SNCF : celle qui va bien, celle qui va très mal
Pour répondre, il faut se représenter la SNCF comme trois entités distinctes, il y a comme trois SNCF, chacune différente, qui n’avance pas à la même vitesse, comme trois mondes qui cohabitent et s’ignorent assez largement. La première, extrêmement dynamique, c’est la SNCF international, on le sait peu ou pas assez, mais la SNCF est très présente à l’étranger avec sa filiale Keolis, qui est désormais un véritable groupe, de 60.000 personnes, présent dans 15 pays, et avec un chiffre d’affaires de près de six milliards d’euros. Keolis est leader mondial du métro automatique et du tramway, et l’un des principaux opérateurs de bus privés en Europe. Keolis a décroché de gros contrats aux Etats-Unis, en Asie, en Afrique. Bref, c’est une entreprise conquérante, compétitive, performante.
La deuxième SNCF est plus encore dans l’ombre, c’est celle de la transformation numérique et de l’innovation. Là aussi, on le sait peu, ou pas assez, mais la SNCF a bâti un écosystème d’innovation technologique avec des start-up et des équipes qui travaillent sur les nouveaux modes de transport et sur de nouveaux services. Ce sont des équipes qui ont globalement une excellente réputation, même si les réalisations concrètes tardent à se concrétiser pour les clients que nous sommes.
Il y a aussi une troisième SNCF qui, elle, ne va pas bien
Et cette troisième SNCF, c’est hélas celle que nous côtoyons les plus, une entreprise très abimée, surendettée, souvent en grève, souvent instrumentalisée aussi par des conflits qui ne sont pas vraiment les siens, une entreprise enfin au sens du client parfois très aléatoire, nous en faisons tous l’expérience. Et cette SNCF là se prépare des temps très difficiles. Pour vous donner un ordre de grandeur, la SNCF traine une dette colossale qui franchi en ce début d’année les 50 milliards d’euros. Elle a dû procéder à une gigantesque dépréciation d’actifs de plus de douze milliards lors de la présentation de ses comptes annuels. Cette dérive des comptes n’a pas vraiment de secret : le ferroviaire est une activité par nature déficitaire et pour financer ce service public, l’Etat a demandé à la SNCF de s’endetter à sa place. Sans compter, que l’entreprise fut souvent et est encore parfois le jouet des politiques qui ont une fâcheuse tendance à faire prévaloir des intérêts particuliers peu compatibles avec l’intérêt général.

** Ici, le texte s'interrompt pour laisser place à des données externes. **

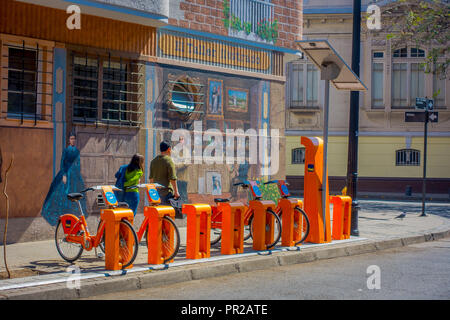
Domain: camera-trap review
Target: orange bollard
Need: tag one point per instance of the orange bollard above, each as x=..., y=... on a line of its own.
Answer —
x=155, y=232
x=312, y=195
x=341, y=217
x=262, y=236
x=112, y=218
x=232, y=227
x=298, y=223
x=198, y=227
x=287, y=220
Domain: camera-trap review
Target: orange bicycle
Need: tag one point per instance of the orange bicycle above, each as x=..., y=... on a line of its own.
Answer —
x=72, y=235
x=170, y=232
x=301, y=223
x=216, y=216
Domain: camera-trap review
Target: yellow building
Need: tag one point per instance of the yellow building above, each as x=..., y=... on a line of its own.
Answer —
x=390, y=152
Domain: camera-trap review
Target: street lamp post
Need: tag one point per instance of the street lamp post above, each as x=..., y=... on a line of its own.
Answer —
x=352, y=166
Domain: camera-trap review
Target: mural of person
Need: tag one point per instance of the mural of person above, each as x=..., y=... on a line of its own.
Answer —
x=67, y=180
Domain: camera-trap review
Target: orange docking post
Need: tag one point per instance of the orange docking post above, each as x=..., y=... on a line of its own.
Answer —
x=262, y=236
x=341, y=217
x=198, y=242
x=155, y=215
x=112, y=218
x=290, y=220
x=232, y=227
x=320, y=229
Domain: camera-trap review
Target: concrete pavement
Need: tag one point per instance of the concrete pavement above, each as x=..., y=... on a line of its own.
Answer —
x=44, y=275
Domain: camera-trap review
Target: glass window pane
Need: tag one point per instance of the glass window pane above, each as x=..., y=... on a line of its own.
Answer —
x=399, y=90
x=377, y=85
x=297, y=84
x=417, y=86
x=312, y=86
x=439, y=91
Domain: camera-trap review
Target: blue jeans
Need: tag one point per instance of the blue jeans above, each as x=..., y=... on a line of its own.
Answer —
x=132, y=199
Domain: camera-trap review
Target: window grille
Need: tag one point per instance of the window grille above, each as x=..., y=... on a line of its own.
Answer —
x=407, y=157
x=27, y=89
x=107, y=90
x=303, y=86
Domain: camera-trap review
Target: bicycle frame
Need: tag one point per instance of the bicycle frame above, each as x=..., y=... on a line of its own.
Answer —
x=216, y=216
x=76, y=228
x=154, y=200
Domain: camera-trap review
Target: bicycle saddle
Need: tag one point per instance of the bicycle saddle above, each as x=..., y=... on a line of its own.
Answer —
x=75, y=196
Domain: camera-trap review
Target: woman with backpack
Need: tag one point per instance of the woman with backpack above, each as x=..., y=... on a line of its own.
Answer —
x=128, y=176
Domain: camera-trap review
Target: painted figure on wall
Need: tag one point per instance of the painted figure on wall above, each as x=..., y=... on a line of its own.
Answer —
x=215, y=97
x=67, y=180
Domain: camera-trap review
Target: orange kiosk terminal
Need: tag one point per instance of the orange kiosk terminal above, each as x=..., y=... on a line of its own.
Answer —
x=198, y=228
x=155, y=214
x=112, y=218
x=320, y=230
x=232, y=227
x=341, y=217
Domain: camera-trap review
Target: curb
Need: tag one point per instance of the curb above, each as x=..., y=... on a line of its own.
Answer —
x=177, y=274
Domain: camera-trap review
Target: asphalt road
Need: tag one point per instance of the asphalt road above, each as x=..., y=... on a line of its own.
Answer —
x=419, y=271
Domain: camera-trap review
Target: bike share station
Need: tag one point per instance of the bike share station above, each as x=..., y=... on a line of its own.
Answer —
x=232, y=218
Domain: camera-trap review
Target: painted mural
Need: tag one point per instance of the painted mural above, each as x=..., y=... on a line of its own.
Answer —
x=68, y=180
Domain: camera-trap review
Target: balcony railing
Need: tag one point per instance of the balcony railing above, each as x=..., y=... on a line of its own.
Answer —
x=247, y=15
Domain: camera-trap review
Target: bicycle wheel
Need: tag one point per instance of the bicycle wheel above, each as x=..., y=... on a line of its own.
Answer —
x=216, y=235
x=170, y=239
x=276, y=227
x=128, y=244
x=102, y=240
x=302, y=225
x=69, y=251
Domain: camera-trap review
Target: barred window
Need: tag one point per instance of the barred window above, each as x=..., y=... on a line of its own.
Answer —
x=107, y=90
x=298, y=156
x=26, y=82
x=407, y=157
x=303, y=85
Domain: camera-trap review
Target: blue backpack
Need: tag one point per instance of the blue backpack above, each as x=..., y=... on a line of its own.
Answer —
x=120, y=176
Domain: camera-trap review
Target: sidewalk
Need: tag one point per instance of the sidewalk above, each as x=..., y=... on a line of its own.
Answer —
x=45, y=274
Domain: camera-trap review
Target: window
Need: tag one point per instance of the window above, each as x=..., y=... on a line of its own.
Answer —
x=22, y=82
x=407, y=157
x=106, y=90
x=298, y=156
x=303, y=85
x=408, y=77
x=26, y=82
x=439, y=91
x=378, y=80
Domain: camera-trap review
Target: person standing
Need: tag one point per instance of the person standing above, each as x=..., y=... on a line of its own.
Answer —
x=67, y=180
x=162, y=171
x=133, y=173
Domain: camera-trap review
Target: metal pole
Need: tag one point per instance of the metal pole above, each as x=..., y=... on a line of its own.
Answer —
x=325, y=148
x=352, y=168
x=424, y=181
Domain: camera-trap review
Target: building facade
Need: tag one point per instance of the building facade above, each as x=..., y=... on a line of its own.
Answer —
x=390, y=152
x=132, y=74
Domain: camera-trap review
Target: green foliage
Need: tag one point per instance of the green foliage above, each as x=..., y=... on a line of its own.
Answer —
x=423, y=24
x=269, y=191
x=266, y=30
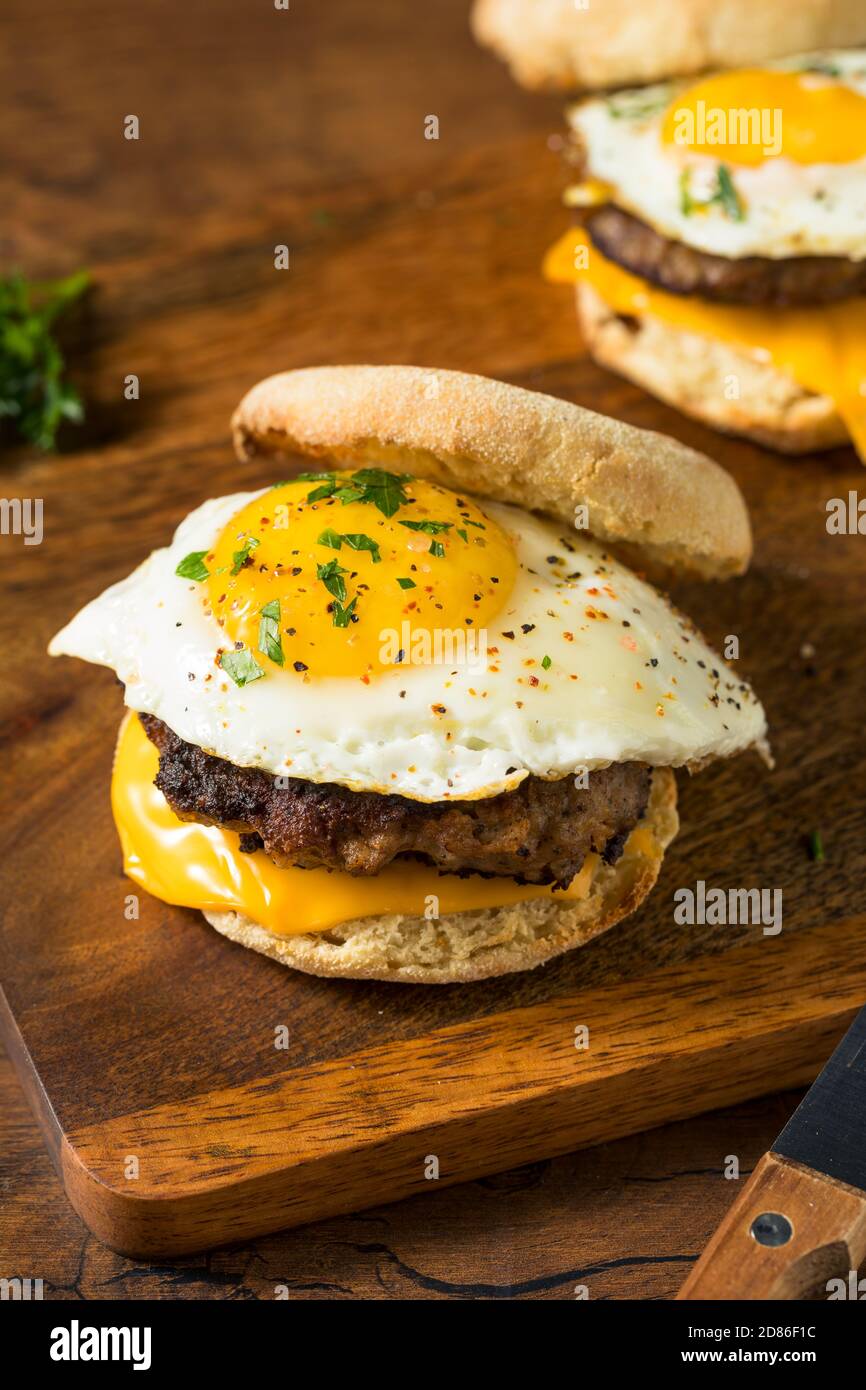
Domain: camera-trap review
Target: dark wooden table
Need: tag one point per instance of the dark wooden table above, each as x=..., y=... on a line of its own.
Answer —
x=306, y=127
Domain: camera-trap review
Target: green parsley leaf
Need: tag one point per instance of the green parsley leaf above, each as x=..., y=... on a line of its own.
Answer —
x=192, y=566
x=331, y=538
x=241, y=666
x=428, y=527
x=324, y=491
x=384, y=489
x=34, y=394
x=331, y=576
x=241, y=556
x=727, y=195
x=270, y=641
x=724, y=195
x=342, y=616
x=357, y=541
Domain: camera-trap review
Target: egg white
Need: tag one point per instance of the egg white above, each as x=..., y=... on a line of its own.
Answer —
x=498, y=724
x=791, y=209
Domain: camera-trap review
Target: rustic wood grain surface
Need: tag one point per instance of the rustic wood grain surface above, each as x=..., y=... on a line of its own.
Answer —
x=306, y=128
x=627, y=1221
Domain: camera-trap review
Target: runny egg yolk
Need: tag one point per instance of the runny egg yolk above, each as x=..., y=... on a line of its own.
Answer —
x=749, y=116
x=323, y=576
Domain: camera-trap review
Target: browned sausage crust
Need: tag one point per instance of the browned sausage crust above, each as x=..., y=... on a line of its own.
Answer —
x=751, y=280
x=540, y=833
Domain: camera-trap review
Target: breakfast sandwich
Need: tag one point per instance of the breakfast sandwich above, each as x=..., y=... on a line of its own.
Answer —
x=410, y=713
x=720, y=245
x=592, y=45
x=719, y=191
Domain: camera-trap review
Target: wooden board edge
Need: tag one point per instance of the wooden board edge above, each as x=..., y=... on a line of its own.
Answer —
x=487, y=1096
x=31, y=1083
x=495, y=1140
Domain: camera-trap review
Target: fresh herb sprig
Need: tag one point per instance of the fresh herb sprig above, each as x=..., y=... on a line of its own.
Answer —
x=724, y=196
x=34, y=391
x=380, y=488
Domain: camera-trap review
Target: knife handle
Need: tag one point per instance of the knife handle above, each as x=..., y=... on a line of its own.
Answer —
x=788, y=1232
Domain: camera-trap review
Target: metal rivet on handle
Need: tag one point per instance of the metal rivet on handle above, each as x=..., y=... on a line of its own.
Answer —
x=772, y=1229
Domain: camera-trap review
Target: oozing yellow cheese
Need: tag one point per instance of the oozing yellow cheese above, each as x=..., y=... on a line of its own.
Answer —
x=823, y=348
x=200, y=866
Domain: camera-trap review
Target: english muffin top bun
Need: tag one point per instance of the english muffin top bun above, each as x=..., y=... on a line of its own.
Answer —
x=406, y=713
x=566, y=46
x=667, y=505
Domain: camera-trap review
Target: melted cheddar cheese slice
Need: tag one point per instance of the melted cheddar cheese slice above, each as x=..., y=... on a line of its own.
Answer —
x=200, y=866
x=822, y=348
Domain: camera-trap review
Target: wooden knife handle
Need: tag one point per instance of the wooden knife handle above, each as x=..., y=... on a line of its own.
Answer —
x=752, y=1255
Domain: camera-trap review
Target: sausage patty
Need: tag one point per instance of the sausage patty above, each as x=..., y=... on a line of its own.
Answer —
x=538, y=833
x=752, y=280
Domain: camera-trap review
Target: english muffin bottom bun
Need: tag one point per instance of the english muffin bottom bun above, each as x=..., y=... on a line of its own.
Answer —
x=407, y=713
x=567, y=46
x=719, y=250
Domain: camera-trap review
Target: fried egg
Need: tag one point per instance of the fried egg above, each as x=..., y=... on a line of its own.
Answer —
x=387, y=634
x=761, y=161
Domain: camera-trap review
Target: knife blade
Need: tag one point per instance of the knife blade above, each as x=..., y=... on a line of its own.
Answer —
x=801, y=1219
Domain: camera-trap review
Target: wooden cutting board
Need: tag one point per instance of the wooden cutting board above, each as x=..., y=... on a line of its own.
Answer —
x=152, y=1040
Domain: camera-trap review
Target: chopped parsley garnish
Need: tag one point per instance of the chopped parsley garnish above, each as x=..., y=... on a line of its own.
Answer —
x=192, y=566
x=342, y=616
x=331, y=574
x=355, y=540
x=241, y=666
x=428, y=527
x=242, y=556
x=270, y=641
x=374, y=485
x=638, y=106
x=727, y=195
x=384, y=489
x=724, y=195
x=317, y=494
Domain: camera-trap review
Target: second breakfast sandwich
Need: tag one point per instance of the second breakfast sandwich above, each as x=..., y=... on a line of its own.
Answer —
x=409, y=713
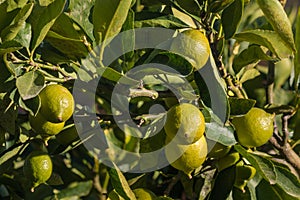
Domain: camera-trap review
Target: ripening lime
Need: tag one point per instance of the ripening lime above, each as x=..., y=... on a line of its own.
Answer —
x=192, y=155
x=255, y=128
x=37, y=168
x=57, y=103
x=186, y=122
x=193, y=46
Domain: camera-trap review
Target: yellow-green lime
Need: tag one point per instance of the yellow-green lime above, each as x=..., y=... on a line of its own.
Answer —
x=193, y=46
x=255, y=128
x=37, y=168
x=192, y=155
x=57, y=103
x=186, y=122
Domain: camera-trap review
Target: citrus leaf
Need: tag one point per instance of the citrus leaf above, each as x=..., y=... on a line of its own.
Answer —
x=240, y=106
x=288, y=182
x=120, y=184
x=223, y=184
x=219, y=133
x=146, y=19
x=297, y=56
x=30, y=84
x=10, y=46
x=79, y=11
x=41, y=20
x=263, y=166
x=269, y=39
x=277, y=17
x=11, y=31
x=249, y=74
x=231, y=17
x=251, y=55
x=74, y=190
x=108, y=18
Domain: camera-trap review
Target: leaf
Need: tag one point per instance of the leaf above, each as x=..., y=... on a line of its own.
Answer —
x=30, y=84
x=277, y=17
x=212, y=89
x=266, y=191
x=269, y=39
x=297, y=56
x=120, y=184
x=223, y=184
x=24, y=35
x=240, y=106
x=79, y=11
x=11, y=31
x=231, y=17
x=288, y=182
x=262, y=165
x=9, y=46
x=8, y=114
x=74, y=190
x=249, y=74
x=41, y=20
x=149, y=19
x=66, y=39
x=108, y=18
x=251, y=55
x=219, y=133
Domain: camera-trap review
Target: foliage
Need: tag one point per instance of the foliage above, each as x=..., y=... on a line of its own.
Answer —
x=71, y=41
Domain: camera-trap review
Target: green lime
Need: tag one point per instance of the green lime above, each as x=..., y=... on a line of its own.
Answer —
x=37, y=168
x=192, y=155
x=186, y=122
x=255, y=128
x=57, y=103
x=193, y=46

Les cheminots sont également en grève contre l’ouverture du marché ferroviaire à la concurrence
C'est l’autre dimension du problème, le nouveau cadre social, prélude à l’ouverture du secteur ferroviaire à la concurrence, c’est le dernier volet d’une réforme votée en 2014. Les cheminots voudraient que leurs concurrents appliquent des règles sociales très proches des leurs, mais la direction a calculé qu’il faut en moyenne 30% de personnels en moins au privé pour offrir le même service de transport dans le fret que la SNCF, et ce chiffre est d’au moins 15% pour le transport de passagers. C’est là que le bât blesse. Productivité, statut, organisation, temps de travail et jours de repos. Ce sont ces sujets ultrasensibles qui font courir le risque d’un énième embrasement social à la SNCF. Et vous le voyez, ce conflit dépasse donc de très loin le simple enjeu de la loi Travail El Khomri.